DNA evidence led to teens in Dunbar Village rape:
One of the suspects in the Dunbar Village gang rape has confessed to his involvement once the police confronted him with the DNA evidence that placed him at the crime scene.
During a six-hour interview with police, Avion Lawson, 14, the first to be charged in the case, confessed his involvement after being told his DNA was inside a condom found in the victim’s home. En route to the Juvenile Assessment Center, Lawson called some friends and did not sound remorseful, according to police. His lawyer, Bert Winkler, declined to comment on the evidence.
Next up is one of his accomplices Nathan Walker…
The next to be charged was Nathan Walker, a 16-year-old who dropped out of the seventh grade after three attempts to pass. Walker’s latent fingerprint was found at the scene along with his DNA on the outside of the same condom linked to Lawson, according to the documents.
Walker became so agitated at the police station that he had to be placed in handcuffs and leg restraints after he began throwing chairs at the walls and door, according to documents.

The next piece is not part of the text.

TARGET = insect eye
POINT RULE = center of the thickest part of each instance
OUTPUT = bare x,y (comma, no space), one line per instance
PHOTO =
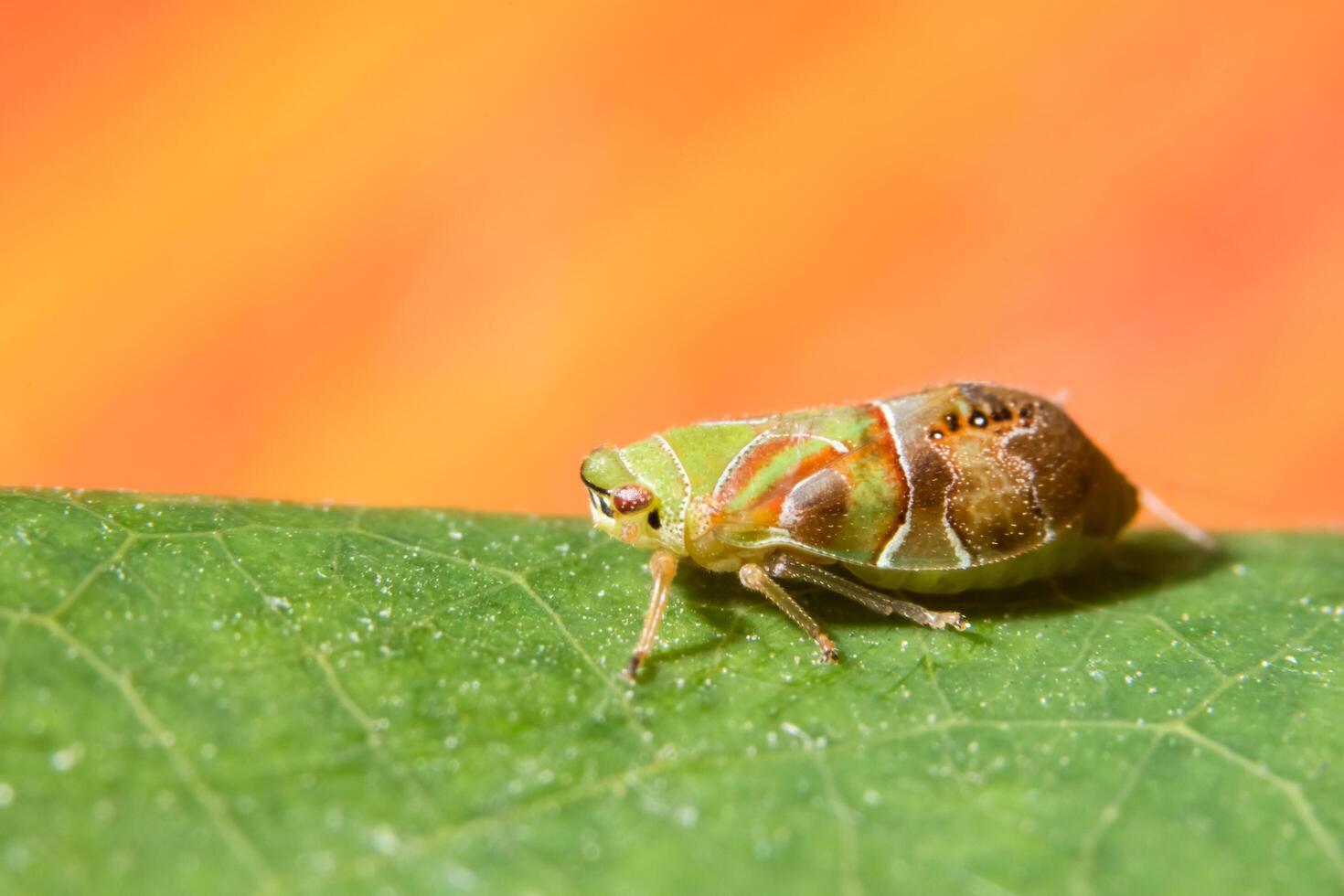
632,498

His lawyer, Robert Gershman, has asked for a mental health evaluation of his client.
How the hell did his DNA get on the outside of the same condom that Lawson used. Scratch that. I don’t really want to know.
And now the best part if there can be a best part in this twisted saga. 15-year-old Jakaris Taylor caught hell from his mother over his involvement.
Jakaris Taylor, 15, was arrested July 12. A resident of Dunbar Village, he said his brother played with the 12-year-old victim, though Taylor denied ever being in the apartment. His mother, Jacqueline Minor, encouraged Taylor to give police a DNA sample. Lab results showed Taylor’s latent print inside the home, near Lawson’s and Walker’s.
Minor was livid at her son, according to police.
“Jacqueline yelled at Jakaris and told him she hoped he would never get one night of sleep and that he sees [the victims] every night when he tries to sleep,” a report stated.
Such a refreshing change from the usual “not my kid” syndrome.